Me Bonehill. — Votre client est-il végétarien sincère et antialcoolique ?
Me Lebeau.— Oui...
Me Bonehill. — Voici une lettre d'un négociant de Bordeaux qui lui a vendu un fût de fine champagne...
Me Morichar, éclatant. — Qui a bu cette fine champagne ? Voilà !
En conclusion, Me Lebeau résume habilement tous les faits de cette cause célèbre :
Enfin, enfin... Me Lebeau termine, se ralliant à l'opinion de l'avocat général :
— Il est certain que M. Dor est au moins un demi-fou, un trois quarts de fou. Il a une idée fixe : mission à remplir. Il se croit le Messie du XXe siècle. Cette idée fixe est la source de sa force et celle de sa faiblesse.
Mais Me Lebeau ne lâche pas Mme. D... ; celle-ci a fait une déclaration importante : elle a eu l'impression que M. Dor était un homme aux idées élevées.
— Je vous propose, Messieurs, d'acquitté M. Dor sur la foi même de son adversaire la plus terrible.
Me Lebeau a fini, bien fini…PLAIDOIRIE DE Me MORICHAR.
Il est 10 heures et demie. Il y a foule. C'est au tour de Me Morichar, qui se bornera, dit-il en commençant, à épingler les arguments.
— Cette affaire, Messieurs, a fait, depuis quinze jours, un pas immense. Vous ne connaissiez M. Dor que sous les injures savamment calculées dans les métaphores de Me Bonehill. A Charleroi, on l'avait représenté comme un vicieux, un violeur de vieilles femmes. Après la plaidoirie si vivante, si documentée, si savante, quoiqu'un peu longues, de Me Lebeau, vous serez convaincus qu'il est sincère.
Me Morichar dépeint les doristes, montrés sous un aspect qui n'est pas le vrai :
L'œuvre, les livres de Dor :
— Nous avons placé au seuil de notre défense l'article 14 de la Constitution. Est-il encore debout, cet article, dans l'effroyable chaos qui s'est déchaîné sur le pauvre petit pays ? N'est-ce pas le moment d'invoquer cet article ? Pouvons-nous compter sur vous ?
Me Morichar examine quelques libertés. L'article 14 s'applique à toutes les manifestations du culte.
— Est-ce un culte sérieux ? questionne l'avocat général.
— J'avais noté votre objection. J'y arrive. Il y a 15,000 doristes. Il faut un commencement à tout. Pourquoi ne seraient-ils pas 1,500.000 dans quelques années ? Mais Dor a dit' qu'il était le Christ réincarné : donc c'est un escroc ou un fou !
La réincarnation ? Des savants illustres y croient.
— Pourquoi n'existerait-il point, dans le domaine psychique comme dans le domaine physique, des puissances encore inconnues ?
Télégraphie sans fil, aviation, navigation sous-marine :
— Chacun, un jour, aura peut-être son petit avion ou son petit sous-marin.

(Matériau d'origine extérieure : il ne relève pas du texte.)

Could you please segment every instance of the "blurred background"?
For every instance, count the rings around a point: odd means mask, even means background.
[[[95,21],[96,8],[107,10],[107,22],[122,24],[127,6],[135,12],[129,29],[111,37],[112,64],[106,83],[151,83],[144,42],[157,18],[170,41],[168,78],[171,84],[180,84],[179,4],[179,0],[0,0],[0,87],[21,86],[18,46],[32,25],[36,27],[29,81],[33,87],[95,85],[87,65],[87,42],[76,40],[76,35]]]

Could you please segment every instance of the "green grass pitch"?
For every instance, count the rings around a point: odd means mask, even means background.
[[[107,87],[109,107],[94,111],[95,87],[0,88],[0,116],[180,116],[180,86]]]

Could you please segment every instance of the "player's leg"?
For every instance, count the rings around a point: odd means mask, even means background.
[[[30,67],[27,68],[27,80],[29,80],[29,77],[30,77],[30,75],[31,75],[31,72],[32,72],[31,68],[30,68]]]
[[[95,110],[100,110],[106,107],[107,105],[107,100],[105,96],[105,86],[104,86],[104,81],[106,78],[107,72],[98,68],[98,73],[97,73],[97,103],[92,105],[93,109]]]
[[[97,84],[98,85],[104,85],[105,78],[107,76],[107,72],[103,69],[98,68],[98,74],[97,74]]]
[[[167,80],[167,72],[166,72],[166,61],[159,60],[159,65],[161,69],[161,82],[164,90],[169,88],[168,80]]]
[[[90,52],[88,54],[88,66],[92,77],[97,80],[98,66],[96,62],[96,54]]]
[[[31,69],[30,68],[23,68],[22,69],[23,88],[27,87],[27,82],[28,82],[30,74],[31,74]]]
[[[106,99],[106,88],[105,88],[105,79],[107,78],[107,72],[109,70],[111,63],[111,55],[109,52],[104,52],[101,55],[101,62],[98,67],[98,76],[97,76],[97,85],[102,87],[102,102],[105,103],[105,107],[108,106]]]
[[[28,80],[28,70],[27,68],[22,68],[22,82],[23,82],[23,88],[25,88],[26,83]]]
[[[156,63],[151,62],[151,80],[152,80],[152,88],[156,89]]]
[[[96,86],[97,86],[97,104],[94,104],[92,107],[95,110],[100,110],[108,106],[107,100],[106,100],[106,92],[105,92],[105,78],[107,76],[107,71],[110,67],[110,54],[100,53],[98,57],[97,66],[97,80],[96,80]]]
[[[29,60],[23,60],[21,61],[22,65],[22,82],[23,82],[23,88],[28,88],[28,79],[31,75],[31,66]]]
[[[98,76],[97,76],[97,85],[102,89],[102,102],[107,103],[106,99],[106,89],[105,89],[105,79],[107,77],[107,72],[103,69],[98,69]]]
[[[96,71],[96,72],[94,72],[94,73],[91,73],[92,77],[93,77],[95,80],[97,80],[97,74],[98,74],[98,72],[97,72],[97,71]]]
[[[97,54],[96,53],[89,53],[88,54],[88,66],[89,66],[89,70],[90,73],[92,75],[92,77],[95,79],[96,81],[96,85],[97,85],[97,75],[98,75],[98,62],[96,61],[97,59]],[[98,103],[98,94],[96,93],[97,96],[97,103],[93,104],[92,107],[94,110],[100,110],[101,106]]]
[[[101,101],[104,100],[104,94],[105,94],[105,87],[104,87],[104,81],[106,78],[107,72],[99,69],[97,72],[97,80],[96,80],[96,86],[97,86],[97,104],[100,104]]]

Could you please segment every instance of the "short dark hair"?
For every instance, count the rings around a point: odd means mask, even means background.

Un précurseur de M. Raphaël Situons en aura condamné les inventeurs !
Les plaintes émanent de doristes désabusés „qui ont formé contre Dor une ligue de chantage”. Mme D... fut prise d'un amour ardent pour le Père Dor. Les Ch... sont bouffis d'orgueil et de prétentions.
D'après Me Morichar, si Mme D... a menti pour les attentats, elle a menti aussi pour les escroqueries. Les attentats ? Inexistants.

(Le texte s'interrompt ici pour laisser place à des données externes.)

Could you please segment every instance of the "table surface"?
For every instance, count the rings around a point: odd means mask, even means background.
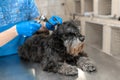
[[[22,61],[18,55],[0,57],[0,80],[75,80],[76,76],[63,76],[45,72],[39,63]]]
[[[38,63],[24,62],[18,55],[0,57],[0,80],[120,80],[120,60],[102,51],[86,47],[97,67],[96,73],[80,71],[78,76],[64,76],[42,71]]]

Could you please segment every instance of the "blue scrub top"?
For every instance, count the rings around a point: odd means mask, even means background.
[[[32,20],[38,16],[39,12],[34,0],[0,0],[0,32],[21,21]],[[0,47],[0,56],[16,54],[25,39],[26,37],[17,36]]]

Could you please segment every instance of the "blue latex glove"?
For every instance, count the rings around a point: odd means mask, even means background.
[[[59,17],[59,16],[52,16],[48,22],[46,22],[46,28],[48,30],[54,30],[54,27],[57,25],[57,24],[62,24],[62,18]]]
[[[42,25],[36,21],[25,21],[16,24],[16,30],[19,35],[32,36]]]

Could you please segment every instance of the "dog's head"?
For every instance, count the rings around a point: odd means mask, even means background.
[[[83,51],[85,37],[80,34],[74,21],[67,21],[59,25],[56,34],[63,40],[67,53],[70,55],[77,56]]]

Me Morichar plaide avec chaleur, avec force, mettant, dans l'exposé de certains faits, une ironie incomparable, un humour extraordinaire. Il a des demi-teintes et des éclats savamment gradués.
— Vous jetez, Monsieur l'avocat général Mme D... par dessus bord... Gardez-la ! Il y a tout un complot. S'ils mentent pour les attentats, ils mentent pour les autres faits. Si vous l'acquittez sur le chef d’attentats, vous acquitterez le Père Dor, Messieurs, sur les autres chefs... J'ai dit...
Le président. — La Cour rendra son jugement le 9 mai. L'audience est levée.
Il est 11 heures et demie. Le prétoire est comble. Impassible, comme à Charleroi quand des énergumènes l'insultaient, le bafouaient, le crucifiaient, le „Christ” sort du prétoire, entouré d'un grand nombre de doristes, surtout de femmes, avec, sur le visage une sérénité extraordinaire.